Il convient dès lors, faisant application des dispositions précitées, de suspendre les effets de la clause de résiliation de plein droit pendant un délai de deux ans à partir du 27 mars 2025, date de la décision imposant les mesures d’effacement.
En l’absence de toute dette postérieure, il n’y a pas lieu de statuer sur la demande de délai complémentaire.
Le jugement déféré sera infirmé en ce qui concerne la condamnation prononcée au titre de l’arriéré locatif, étant rappelé que les appelants doivent s’acquitter régulièrement du paiement du loyer courant et des charges, sous peine de reprise des effets de la clause résolutoire du bail à l’issue du délai de deux ans.
Sur les frais et dépens :
Les dispositions du jugement déféré quant aux frais et dépens seront confirmées.

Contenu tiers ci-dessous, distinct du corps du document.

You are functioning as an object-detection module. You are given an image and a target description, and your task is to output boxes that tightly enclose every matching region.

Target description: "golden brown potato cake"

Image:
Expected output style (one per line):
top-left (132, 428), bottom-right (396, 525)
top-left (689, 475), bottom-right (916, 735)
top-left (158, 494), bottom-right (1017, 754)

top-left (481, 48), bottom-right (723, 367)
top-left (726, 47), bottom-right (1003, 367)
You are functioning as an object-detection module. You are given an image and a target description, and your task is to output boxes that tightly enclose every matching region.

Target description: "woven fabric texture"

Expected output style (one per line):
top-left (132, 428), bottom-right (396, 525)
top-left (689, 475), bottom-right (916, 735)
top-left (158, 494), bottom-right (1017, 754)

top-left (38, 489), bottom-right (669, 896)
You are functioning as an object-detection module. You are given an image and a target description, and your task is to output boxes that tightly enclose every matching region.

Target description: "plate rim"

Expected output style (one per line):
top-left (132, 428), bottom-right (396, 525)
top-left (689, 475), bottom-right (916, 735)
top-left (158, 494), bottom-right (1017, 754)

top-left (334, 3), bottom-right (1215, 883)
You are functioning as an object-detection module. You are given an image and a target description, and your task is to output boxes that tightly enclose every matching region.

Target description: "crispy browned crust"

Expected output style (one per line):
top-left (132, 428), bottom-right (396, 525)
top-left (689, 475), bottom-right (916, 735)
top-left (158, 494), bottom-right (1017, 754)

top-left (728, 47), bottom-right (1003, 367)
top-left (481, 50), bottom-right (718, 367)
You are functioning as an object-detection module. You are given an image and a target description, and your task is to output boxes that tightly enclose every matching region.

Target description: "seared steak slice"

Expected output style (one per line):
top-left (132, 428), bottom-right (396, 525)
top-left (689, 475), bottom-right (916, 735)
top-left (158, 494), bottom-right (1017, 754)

Eu égard aux faits de l’espèce, les dépens de l’instance d’appel seront laissés à la charge de Monsieur [D] et Madame [W] .
L’équité commande qu’il ne soit pas fait application des dispositions de l’article 700 du code de procédure civile à hauteur d’appel au bénéfice de l’OPH Habitats de Haute Alsace.
PAR CES MOTIFS
La cour, statuant publiquement, par arrêt contradictoire,
INFIRME le jugement déféré en ce qu’il condamne les défendeurs au paiement d’un arriéré locatif de 1 413,63 euros outre les intérêts,
Statuant à nouveau du chef infirmé et y ajoutant,
CONSTATE que la créance de l’OPH Habitats de Haute Alsace a été effacée par décision de la commission de surendettement des particuliers du Haut-Rhin du 27 mars 2025,
DEBOUTE en conséquence l’OPH Habitats de Haute Alsace de sa demande en paiement de l’arriéré locatif,
SUSPEND les effets de la clause de résiliation de plein droit pendant un délai de deux ans à partir de la date de la décision imposant les mesures d’effacement, soit le 27 mars 2025,
RAPPELLE que ce délai ne peut affecter l’exécution du contrat de location et notamment suspendre le paiement du loyer et des charges,
DIT que si Madame [X] [W] et Monsieur [C] [D] se sont acquittés du paiement des loyers et des charges conformément au contrat de location pendant le délai de deux ans, la clause de résiliation de plein droit sera réputée ne pas avoir joué,
DIT que dans le cas contraire, elle reprendra son plein effet,
CONFIRME dans cette hypothèse le jugement déféré en ce qu’il condamne les locataires à évacuer les lieux et à payer une indemnité d’occupation,
CONFIRME le jugement déféré quant aux frais irrépétibles et aux dépens,
DEBOUTE l’OPH Habitats de Haute Alsace de sa demande fondée sur l’article 700 du code de procédure civile pour la procédure d’appel,
CONDAMNE Madame [X] [W] et Monsieur [C] [D] aux dépens de l’instance d’appel.